Pour rappel, le chef du Département de la Sécurité Nationale, le général Loreto Gutiérrez Hurtado, avait déclaré que « le Maroc ne représente pas une menace pour l’Espagne ». « Actuellement, dans notre stratégie de sécurité nationale, la menace marocaine n’est pas mentionnée. Nous avons des groupes de travail sur Ceuta et Melilla, au même titre que toutes les autres communautés autonomes, car c’est notre travail de défendre notre État et pour l’instant il n’y a rien de spécifique à ce sujet », avait-il affirmé dans un article  d’El Faro de Ceuta le 1er juillet 2024.

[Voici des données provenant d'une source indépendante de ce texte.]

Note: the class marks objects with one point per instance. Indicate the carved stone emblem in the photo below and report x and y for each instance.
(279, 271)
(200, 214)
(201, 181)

L’amiral López Calderón partageait également ce point de vue… en novembre 2021. « Le Maroc ne constitue pas une menace pour Ceuta et Melilla », avait-il assuré lors d’une conférence sur la sécurité en réponse à une question d’un député de Vox. Depuis, P. Sanchez a annoncé en mars 2022 son soutien au plan marocain d’autonomie pour le Sahara occidental, ancienne colonie espagnole, le qualifiant de « seule solution pour le règlement » de ce dossier.

La création de ce groupe par le chef des armées intervient trois mois après l’investiture de Donald Trump en tant que président des États-Unis. Ce retour inquiète les milieux de la droite espagnole, qui craignent que le locataire de la Maison-Blanche ne soutienne les revendications marocaines sur les enclaves de Sebta et Melilla ou qu’il ne transfère vers le Maroc les militaires et navires de guerre américains, présents depuis 1953 à la base navale de Rota. En outre, le commandement de l’armée espagnole n’a pas apprécié que le gouvernement de P. Sanchez l’invite à célébrer discrètement le débarquement d’Al Hoceima de 1925.  

D’après le Financial Times, l’administration US examine la possibilité de relocaliser certaines unités navales stationnées en Espagne, notamment à Rota, vers le Maroc, en raison d’un climat politique jugé plus stable et d’une coopération militaire renforcée avec Rabat.

Cette option, encore à l’étude, s’inscrit dans une dynamique de redéploiement que D. Trump avait amorcée dès son premier mandat. À l’époque, il avait exprimé des réserves sur le coût des engagements militaires à l’étranger et sur la fiabilité de certains alliés européens.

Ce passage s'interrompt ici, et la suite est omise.